Habitaban en él muchos animales: conejos, ardillas, reptiles, insectos, diversos mamíferos, pájaros, mariposas, colibríes… Pero a pesar de ser un cerro tan grande y lleno de vida, los animales y plantas se daban cuenta de que el cerro estaba triste y aburrido. Todos habían intentado alegrarlo. Las plantas daban flores aromáticas, los pájaros cantaban, las mariposas revoloteaban, otros animales lo recorrían saltando y corriendo, pero nada parecía mejorar su estado de ánimo.

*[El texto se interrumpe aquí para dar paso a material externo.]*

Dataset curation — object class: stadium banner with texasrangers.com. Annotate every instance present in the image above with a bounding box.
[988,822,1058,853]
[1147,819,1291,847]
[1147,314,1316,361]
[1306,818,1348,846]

Conforme se acercaba el verano, lejos de ahí, en la costa, el calor hacía que minúsculas gotitas de agua del océano se evaporan para formar grandes nubes blancas que el viento empujaría para iniciar un largo viaje. Las nubes estaban muy contentas de iniciar este gran viaje, porque las gotas de agua que regresaban al mar a través de los ríos, después de un gran recorrido, contaban muchas historias y anécdotas. Una de las historias que se contaba, era sobre un cerro del que se decía que era muy grande, que estaba lleno de vida y, además, que era muy amable y platicador con las nubes, que le gustaba contarles historias para entretenerlas ahí algún tiempo.
Así, grandes nubes blancas y esponjosas iniciaron su viaje tierra adentro. El viento fue empujándolas mientras ellas jugaban cambiando de forma y de color. Cuando se ponían pesadas y grises, porque ya estaban muy cargadas de agua, dejaban caer un poco, a veces como una ligera llovizna y otras con gotas grandes y pesadas, para continuar su viaje un poco más ligeras.

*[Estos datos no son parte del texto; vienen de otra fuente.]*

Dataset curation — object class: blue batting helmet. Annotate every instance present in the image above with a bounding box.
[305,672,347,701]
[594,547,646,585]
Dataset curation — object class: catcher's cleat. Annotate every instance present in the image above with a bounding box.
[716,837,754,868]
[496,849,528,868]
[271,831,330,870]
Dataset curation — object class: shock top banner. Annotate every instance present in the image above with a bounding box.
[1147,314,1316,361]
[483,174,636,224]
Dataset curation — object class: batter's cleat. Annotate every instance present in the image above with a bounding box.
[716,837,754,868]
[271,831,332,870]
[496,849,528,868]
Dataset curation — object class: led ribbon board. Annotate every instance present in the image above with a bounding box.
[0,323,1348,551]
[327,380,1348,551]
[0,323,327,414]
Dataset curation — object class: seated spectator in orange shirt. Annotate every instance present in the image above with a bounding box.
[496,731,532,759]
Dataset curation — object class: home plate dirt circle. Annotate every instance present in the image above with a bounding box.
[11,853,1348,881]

Un día en que las nubes estaban siendo impulsadas suevamente, vieron de frente al cerro del que tanto habían escuchado. Lo identificaron de inmediato, era un cerro majestuoso, lleno de vida y de colores. Impresionadas por su belleza, las nubes se acercaron para dejarse encantar por sus historias.

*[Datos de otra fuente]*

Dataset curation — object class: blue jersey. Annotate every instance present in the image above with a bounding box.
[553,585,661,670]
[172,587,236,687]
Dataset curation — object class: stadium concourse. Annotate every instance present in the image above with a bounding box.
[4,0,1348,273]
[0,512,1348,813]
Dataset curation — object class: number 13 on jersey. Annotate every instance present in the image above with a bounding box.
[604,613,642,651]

Llegada la hora para continuar su viaje, una de ellas, una nube grande, blanca y esponjosa, estaba tan entretenida con las historias del cerro, que se quedó escuchándolo y, sin darse cuenta, quedó separada del resto de las nubes. Así pasaron semanas, en las que los animales del cerro también disfrutaban las bondades de la nube. Un día, el viento le dijo a la nube que ya era hora de partir, ya que en otro espacio le estaban esperando. La nube se puso muy triste, pues se quería quedar ahí, pero el viento le dijo que no era posible.
La nube comenzó a pensar de qué manera podía quedarse. El cerro, entristecido también, le dijo que su destino era seguir su viaje. Sin embargo, la nube se negaba, y una noche tomó una decisión muy drástica. Se abrazó al cerro, lo cubrió con toda su blancura y llegó hasta sus faldas. El agua empezó a condensarse y corría por el cuerpo del cerro dormido, quién no abría los ojos para no ver cuando la nube se fuera al día siguiente. Los animales que vivían en el cerro jugaban y brincaban encima de él para que viera lo que había ocurrido. Los pájaros le cantaban muy fuerte, los mamíferos hacían retumbar el terreno y las serpientes se trasladaba a mayor velocidad. Entonces, el cerro, poco a poco, empezó a abrir los ojos y se dio cuenta de que había algo nuevo a sus pies. Era un hermoso lago. La nube había decidido escurrir por el cerro para así quedarse por siempre en forma de agua líquida y para que todos los días pudiera ver a su amigo el cerro y alimentar a toda la vida a su alrededor. Los primeros humanos que llegaron a aquella región, los purépechas, al ver sus esplendorosos paisajes, el majestuoso cerro y el prístino lago, la llamaron Pátzcuaro, que en español significa la puerta del cielo.